“Un gesto estremo, che dovrebbe far riflettere tutti su cosa puó significare per una persona veder distrutti i propri progetti, infranti tutti i sogni di futuro a causa di un pezzo di carta che, con la freddezza del linguaggio burocratico, dispone l’allontanamento dal paese in cui si era deciso di tentare l’avventura della vita”: cosi’ Filippo Miraglia, responsabile immigrazione dell’Arci, commenta il gesto disperato del giovane ivoriano che si e’ dato fuoco a Fiumicino.
“Un gesto non dettato da un impulso momentaneo – precisa Miraglia – ma preparato chi sa dopo quali sofferte riflessioni.

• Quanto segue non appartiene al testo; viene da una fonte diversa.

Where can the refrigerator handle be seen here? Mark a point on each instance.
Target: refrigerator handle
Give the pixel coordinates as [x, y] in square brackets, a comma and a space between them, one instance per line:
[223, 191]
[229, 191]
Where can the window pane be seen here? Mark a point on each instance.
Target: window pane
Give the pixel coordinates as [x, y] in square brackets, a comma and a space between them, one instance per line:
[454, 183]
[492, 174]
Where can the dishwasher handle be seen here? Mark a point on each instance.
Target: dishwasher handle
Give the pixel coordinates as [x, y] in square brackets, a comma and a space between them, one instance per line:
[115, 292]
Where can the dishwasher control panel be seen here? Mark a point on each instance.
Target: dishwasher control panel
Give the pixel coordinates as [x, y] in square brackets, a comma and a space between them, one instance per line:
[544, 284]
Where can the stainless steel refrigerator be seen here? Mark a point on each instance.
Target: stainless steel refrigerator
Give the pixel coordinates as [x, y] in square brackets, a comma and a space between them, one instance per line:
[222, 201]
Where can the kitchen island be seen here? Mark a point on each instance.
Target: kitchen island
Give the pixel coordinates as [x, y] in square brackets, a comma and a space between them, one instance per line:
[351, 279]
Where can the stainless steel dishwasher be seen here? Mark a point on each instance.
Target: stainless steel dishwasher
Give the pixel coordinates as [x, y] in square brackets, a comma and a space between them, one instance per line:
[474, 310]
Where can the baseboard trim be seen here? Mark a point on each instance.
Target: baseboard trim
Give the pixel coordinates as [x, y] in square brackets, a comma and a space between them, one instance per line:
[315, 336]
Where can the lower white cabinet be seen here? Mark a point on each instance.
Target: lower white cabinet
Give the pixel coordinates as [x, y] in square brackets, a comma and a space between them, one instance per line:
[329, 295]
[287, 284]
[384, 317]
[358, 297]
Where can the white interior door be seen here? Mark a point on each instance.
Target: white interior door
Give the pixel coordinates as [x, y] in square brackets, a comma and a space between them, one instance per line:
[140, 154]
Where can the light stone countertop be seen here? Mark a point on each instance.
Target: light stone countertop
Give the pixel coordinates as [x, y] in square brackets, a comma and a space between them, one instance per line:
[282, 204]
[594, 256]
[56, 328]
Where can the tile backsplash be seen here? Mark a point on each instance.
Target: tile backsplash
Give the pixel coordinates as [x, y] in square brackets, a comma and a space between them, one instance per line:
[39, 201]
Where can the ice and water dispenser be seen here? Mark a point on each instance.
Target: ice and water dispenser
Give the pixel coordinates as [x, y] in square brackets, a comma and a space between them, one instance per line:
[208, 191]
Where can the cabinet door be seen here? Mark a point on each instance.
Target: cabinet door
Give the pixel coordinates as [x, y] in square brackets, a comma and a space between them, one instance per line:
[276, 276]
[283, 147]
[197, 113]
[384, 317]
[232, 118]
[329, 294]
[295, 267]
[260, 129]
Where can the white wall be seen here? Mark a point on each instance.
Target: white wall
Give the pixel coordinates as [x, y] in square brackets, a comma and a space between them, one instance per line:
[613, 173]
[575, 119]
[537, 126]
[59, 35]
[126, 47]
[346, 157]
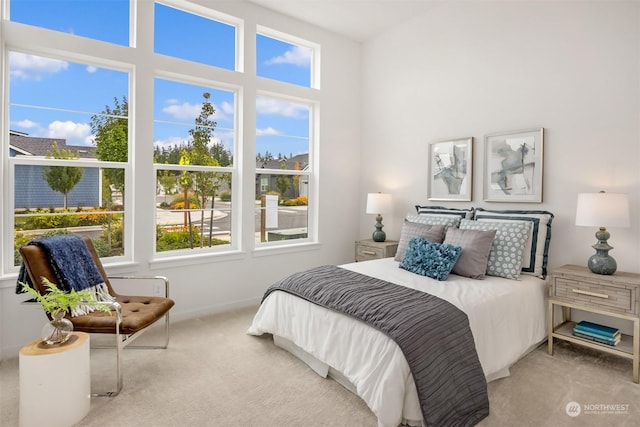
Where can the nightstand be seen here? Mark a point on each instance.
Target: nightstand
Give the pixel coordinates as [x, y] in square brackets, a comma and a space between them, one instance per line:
[368, 249]
[617, 295]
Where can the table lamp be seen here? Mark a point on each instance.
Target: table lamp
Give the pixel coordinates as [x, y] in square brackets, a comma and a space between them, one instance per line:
[378, 203]
[602, 210]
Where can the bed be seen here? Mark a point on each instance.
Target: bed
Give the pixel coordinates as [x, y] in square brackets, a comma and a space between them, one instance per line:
[506, 315]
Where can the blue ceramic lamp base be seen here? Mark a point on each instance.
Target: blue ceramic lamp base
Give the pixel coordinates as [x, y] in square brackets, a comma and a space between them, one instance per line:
[379, 235]
[601, 262]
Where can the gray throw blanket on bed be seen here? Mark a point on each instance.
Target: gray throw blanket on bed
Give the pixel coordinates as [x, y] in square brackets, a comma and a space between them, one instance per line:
[433, 334]
[74, 269]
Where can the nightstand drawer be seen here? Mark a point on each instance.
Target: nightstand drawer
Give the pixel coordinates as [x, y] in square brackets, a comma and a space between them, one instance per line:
[594, 294]
[369, 252]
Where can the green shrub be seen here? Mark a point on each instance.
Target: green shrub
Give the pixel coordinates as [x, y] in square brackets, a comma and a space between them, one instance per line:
[116, 232]
[179, 199]
[225, 196]
[102, 247]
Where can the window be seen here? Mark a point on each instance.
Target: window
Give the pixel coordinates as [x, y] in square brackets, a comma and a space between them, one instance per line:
[283, 169]
[193, 129]
[188, 36]
[102, 20]
[100, 121]
[67, 154]
[284, 61]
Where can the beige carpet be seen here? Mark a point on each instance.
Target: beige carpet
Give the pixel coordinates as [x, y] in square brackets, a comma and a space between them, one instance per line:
[213, 374]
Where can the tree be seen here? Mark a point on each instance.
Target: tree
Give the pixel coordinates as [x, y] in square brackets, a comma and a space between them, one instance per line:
[111, 136]
[167, 180]
[206, 184]
[62, 178]
[283, 182]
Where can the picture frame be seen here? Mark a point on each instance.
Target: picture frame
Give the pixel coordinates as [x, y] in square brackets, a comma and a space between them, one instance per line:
[513, 166]
[451, 170]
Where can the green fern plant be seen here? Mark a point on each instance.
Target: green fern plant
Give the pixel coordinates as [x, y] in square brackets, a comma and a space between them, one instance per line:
[57, 300]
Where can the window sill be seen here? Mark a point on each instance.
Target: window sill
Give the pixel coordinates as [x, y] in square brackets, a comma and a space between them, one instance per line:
[285, 249]
[195, 259]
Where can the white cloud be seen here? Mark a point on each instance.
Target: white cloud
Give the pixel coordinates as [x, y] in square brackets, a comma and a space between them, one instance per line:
[73, 133]
[182, 111]
[299, 56]
[227, 108]
[31, 67]
[281, 108]
[267, 131]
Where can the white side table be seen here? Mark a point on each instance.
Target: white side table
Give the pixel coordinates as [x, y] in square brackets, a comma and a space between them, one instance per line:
[55, 382]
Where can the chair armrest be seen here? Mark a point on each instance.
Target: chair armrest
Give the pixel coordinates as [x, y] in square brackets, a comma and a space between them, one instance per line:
[160, 278]
[115, 306]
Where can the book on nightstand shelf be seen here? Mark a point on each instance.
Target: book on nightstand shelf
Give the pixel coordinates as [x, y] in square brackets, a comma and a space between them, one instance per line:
[598, 333]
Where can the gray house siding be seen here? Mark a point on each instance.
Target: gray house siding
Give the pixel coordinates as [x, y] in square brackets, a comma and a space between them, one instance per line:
[32, 191]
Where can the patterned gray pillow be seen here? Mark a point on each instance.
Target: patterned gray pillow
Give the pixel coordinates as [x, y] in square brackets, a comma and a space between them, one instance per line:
[507, 251]
[476, 246]
[411, 230]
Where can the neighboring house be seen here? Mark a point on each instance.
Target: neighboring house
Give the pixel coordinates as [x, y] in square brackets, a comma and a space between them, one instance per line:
[39, 195]
[267, 182]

Nella borsa il ragazzo aveva una tanica di benzina e prima che riuscissero a fermarlo si è dato fuoco, preferendo una morte atroce piuttosto che tornare nel paese da cui era partito carico di speranze. Non è morto, per fortuna, ma chissa’ se risvegliandosi all’ospedale ancora vivo e ricoperto di ustioni per lui sarà possibile pensare la stessa cosa”.

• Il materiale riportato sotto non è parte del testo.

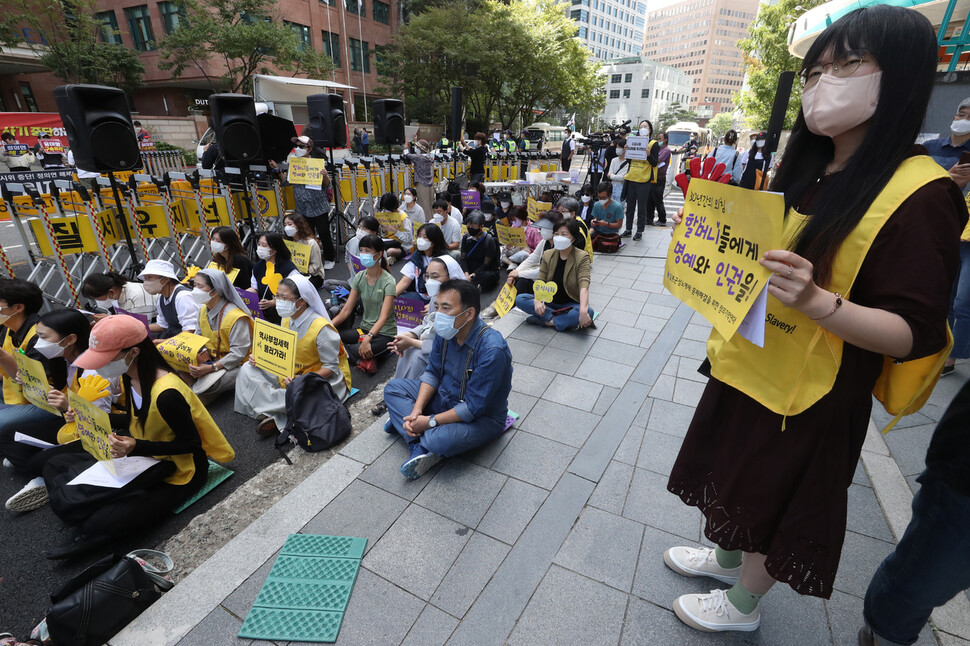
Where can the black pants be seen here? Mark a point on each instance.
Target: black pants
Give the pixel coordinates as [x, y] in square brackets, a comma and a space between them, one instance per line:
[378, 345]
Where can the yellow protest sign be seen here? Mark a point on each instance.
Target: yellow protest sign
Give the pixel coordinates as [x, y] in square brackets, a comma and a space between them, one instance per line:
[393, 219]
[712, 262]
[505, 300]
[33, 379]
[544, 291]
[274, 348]
[182, 350]
[512, 236]
[299, 254]
[94, 428]
[306, 171]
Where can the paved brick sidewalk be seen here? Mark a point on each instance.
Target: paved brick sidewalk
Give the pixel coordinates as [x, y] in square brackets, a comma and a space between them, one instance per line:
[554, 534]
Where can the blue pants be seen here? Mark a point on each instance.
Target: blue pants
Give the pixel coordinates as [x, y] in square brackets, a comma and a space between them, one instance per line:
[445, 439]
[959, 318]
[565, 321]
[930, 566]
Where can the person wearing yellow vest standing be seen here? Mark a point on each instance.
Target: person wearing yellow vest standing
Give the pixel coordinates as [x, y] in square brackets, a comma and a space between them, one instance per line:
[224, 318]
[261, 395]
[869, 255]
[164, 420]
[641, 176]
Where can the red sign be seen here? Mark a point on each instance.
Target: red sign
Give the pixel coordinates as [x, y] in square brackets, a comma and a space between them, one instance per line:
[25, 126]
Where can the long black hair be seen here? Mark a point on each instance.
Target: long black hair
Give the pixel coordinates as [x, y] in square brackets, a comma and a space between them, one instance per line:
[903, 44]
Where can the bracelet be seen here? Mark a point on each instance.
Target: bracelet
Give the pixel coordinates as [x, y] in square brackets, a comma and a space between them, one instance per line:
[838, 304]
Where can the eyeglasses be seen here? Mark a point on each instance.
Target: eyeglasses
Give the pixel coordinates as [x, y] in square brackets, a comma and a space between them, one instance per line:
[842, 68]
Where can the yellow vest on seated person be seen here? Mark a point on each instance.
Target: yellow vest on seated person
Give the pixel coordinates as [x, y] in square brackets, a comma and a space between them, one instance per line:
[214, 443]
[800, 359]
[307, 356]
[218, 344]
[13, 393]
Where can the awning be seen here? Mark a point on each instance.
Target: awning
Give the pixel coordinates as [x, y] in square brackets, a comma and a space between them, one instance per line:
[291, 90]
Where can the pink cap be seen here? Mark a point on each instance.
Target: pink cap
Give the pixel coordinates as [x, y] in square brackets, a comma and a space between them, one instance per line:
[108, 336]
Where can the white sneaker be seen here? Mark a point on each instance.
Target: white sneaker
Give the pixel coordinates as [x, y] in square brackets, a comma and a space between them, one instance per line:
[714, 612]
[699, 561]
[32, 496]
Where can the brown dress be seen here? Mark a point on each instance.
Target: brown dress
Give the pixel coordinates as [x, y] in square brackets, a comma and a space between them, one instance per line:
[784, 493]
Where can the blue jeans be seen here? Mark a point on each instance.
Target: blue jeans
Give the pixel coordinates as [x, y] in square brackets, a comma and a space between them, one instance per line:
[930, 566]
[444, 439]
[959, 317]
[566, 321]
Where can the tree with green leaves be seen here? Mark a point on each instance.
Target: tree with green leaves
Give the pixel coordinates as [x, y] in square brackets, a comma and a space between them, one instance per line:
[229, 41]
[766, 56]
[78, 48]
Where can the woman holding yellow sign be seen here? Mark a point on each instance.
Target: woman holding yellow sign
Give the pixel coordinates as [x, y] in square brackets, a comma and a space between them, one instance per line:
[870, 250]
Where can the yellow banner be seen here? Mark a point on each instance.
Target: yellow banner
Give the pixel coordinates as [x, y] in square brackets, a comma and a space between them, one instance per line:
[505, 300]
[182, 350]
[300, 253]
[274, 348]
[33, 379]
[94, 428]
[393, 219]
[306, 171]
[512, 236]
[712, 262]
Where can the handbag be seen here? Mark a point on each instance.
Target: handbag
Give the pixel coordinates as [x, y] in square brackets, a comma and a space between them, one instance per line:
[96, 604]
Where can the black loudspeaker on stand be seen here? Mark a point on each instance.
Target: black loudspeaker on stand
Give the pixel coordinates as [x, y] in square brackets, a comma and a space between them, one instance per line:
[102, 138]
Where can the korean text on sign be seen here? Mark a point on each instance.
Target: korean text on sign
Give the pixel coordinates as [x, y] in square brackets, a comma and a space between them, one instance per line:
[712, 262]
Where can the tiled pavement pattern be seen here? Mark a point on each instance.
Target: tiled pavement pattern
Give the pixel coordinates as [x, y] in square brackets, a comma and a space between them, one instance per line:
[554, 534]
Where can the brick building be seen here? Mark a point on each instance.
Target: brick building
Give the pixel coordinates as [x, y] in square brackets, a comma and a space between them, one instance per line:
[700, 37]
[350, 31]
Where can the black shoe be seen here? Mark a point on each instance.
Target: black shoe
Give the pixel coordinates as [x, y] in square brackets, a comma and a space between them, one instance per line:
[82, 543]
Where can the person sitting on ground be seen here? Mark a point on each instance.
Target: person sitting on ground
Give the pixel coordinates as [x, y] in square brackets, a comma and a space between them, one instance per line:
[450, 228]
[431, 244]
[176, 311]
[62, 335]
[111, 290]
[375, 289]
[397, 242]
[480, 253]
[567, 266]
[297, 229]
[229, 256]
[225, 320]
[164, 420]
[260, 394]
[272, 250]
[461, 399]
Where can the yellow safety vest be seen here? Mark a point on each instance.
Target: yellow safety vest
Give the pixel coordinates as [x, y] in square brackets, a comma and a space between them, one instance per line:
[307, 356]
[218, 344]
[13, 393]
[214, 443]
[800, 359]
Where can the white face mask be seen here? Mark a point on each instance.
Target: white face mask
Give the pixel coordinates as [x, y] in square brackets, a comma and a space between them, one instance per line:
[960, 127]
[49, 349]
[200, 296]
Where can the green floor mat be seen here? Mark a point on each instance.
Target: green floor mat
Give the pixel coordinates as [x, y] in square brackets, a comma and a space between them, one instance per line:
[307, 591]
[217, 475]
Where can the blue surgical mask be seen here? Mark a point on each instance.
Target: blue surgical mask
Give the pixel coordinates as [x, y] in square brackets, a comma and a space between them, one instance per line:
[444, 325]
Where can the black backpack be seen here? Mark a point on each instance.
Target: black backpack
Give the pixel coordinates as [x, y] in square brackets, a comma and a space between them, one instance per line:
[315, 418]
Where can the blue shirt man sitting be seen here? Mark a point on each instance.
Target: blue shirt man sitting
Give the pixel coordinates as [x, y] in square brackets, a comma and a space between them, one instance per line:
[462, 399]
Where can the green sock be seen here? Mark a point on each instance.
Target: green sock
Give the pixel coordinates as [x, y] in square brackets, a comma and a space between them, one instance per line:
[743, 599]
[728, 559]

“Nel nostro paese, nonostante la direttiva rimpatri preveda misure meno coercitive e strumenti che favoriscano la collaborazione dell’interessato – prosegue Miraglia – si continua coi rimpatri forzosi per chi non è in possesso di un regolare permesso di soggiorno. Eppure è ormai ampiamente dimostrato dai fatti che con l’attuale legislazione sull’immigrazione in Italia è impossibile entrare legalmente, visto che il meccanismo della chiamata a distanza è irrealizzabile”. “Serve una svolta profonda, nelle politiche sull’immigrazione e nella cultura che finora ha reso possibile tanta ingiustizia. Perch‚ non succeda mai piú” conclude.